Los de Podemos, por hacer algo, ya tienen que ir haciendo escenitas de balcón con Sumar. Escenitas de balcón inversas, no con juramentos de luna y babas de luna, sino esas otras en las que vuelan por el balcón los agravios y las maletas del desamor, siempre con una manga de camisa fuera, como respondiendo sin mucha convicción al corte de manga que te pone de patitas en la calle. Podemos abandonó el grupo parlamentario de Sumar, pero aún no quería dejar su despachito, que era como abandonar el cuarto del amor, con el olor del amor o la comodidad del amor. No podían irse sin más, con un cactus y una guitarra en la mano, ellos que casi habían llegado a asaltar el cielo (llegaron al cielo en realidad, pero les pareció un aburrimiento, un cortapunto, y se fueron otra vez a hacer guiñoles por la calle y radio pirata por los garajes).

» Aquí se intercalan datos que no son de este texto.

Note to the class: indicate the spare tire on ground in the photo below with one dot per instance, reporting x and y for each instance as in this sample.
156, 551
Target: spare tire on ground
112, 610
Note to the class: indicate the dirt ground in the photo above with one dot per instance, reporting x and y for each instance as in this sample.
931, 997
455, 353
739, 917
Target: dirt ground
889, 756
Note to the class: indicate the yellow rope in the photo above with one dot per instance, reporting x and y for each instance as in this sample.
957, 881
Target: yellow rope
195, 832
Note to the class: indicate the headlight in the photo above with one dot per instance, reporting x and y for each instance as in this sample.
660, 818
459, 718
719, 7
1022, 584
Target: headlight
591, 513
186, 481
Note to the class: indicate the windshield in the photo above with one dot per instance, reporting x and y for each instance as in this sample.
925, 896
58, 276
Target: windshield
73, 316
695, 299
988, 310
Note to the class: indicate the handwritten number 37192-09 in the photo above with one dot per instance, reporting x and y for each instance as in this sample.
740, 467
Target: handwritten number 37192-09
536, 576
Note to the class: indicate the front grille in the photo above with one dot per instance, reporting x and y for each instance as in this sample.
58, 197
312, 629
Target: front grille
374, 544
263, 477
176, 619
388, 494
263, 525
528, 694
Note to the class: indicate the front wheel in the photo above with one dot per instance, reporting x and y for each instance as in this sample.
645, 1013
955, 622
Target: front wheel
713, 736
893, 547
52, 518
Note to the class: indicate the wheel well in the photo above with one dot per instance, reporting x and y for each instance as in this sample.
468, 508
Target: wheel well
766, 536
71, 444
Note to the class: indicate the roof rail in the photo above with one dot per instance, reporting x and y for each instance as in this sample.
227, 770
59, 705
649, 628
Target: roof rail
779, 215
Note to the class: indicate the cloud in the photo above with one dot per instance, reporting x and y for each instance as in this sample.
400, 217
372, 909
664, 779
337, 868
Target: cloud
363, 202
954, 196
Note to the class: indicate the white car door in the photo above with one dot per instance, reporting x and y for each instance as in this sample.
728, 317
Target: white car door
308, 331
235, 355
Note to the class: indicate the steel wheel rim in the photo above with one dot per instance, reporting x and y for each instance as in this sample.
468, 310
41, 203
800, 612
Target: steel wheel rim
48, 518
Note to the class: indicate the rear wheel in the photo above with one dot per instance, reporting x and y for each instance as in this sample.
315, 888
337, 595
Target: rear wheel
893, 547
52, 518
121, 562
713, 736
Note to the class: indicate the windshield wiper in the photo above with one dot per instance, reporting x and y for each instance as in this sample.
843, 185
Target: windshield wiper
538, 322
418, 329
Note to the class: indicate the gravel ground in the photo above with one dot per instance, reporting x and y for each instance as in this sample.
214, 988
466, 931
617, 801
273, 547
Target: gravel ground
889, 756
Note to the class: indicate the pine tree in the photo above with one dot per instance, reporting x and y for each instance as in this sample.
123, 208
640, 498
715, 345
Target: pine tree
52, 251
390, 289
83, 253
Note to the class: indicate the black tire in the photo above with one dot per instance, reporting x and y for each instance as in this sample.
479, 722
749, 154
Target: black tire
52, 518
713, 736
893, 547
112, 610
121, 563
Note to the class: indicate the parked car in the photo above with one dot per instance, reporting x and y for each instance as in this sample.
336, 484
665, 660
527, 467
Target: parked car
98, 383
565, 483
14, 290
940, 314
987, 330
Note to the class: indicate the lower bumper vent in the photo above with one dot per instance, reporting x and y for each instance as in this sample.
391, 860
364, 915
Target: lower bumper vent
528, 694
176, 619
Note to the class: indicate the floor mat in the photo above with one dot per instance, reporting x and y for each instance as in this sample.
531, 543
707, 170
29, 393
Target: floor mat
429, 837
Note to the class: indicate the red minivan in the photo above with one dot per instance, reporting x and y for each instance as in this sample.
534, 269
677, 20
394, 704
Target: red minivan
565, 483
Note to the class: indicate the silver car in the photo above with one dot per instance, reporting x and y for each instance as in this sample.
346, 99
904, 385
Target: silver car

Los de Podemos tenían que irse con una guerra, claro, y han terminado denunciando a los de Yolanda como por tirarles por el balcón los calzoncillos de la suerte y los elepés de ska del Discoplay.

En el amor y en la política es difícil terminar bien, y Podemos parece que no sabe terminar sin una venganza o al menos un patatús pasivo-agresivo que despierte a todos los vecinos y les haga salir en el telediario como esa gente de la España negra que se encierra con escopeta en la finca. De las dependencias de Sumar tenían que salir, era lógico y estaban avisados, pero eso quizá les recordó no a una escena de matrimonio roto sino a una escena de resistencia loca. El despachito no era el melancólico nido del amor pasado, todavía con calor y pesetones del amor, ese amor por el que aún se lucha, como lucha Podemos por ser la pureza y la identidad de la izquierda. Ni siquiera era un nido sin más, ese nido donde habían recalado después de ser desplumados, que al fin y al cabo ya tienen ellos sitio en los palomares del streaming (a Pablo Iglesias ese zureo le sigue pareciendo más importante, más entretenido y desde luego más lucrativo que gobernar). No, ese despachito era una trinchera, y para montar una guerra la mayoría de las veces sólo hace falta la trinchera, aunque esté hecha con colchonetas de remolón y camisetas de dormir de Naranjito.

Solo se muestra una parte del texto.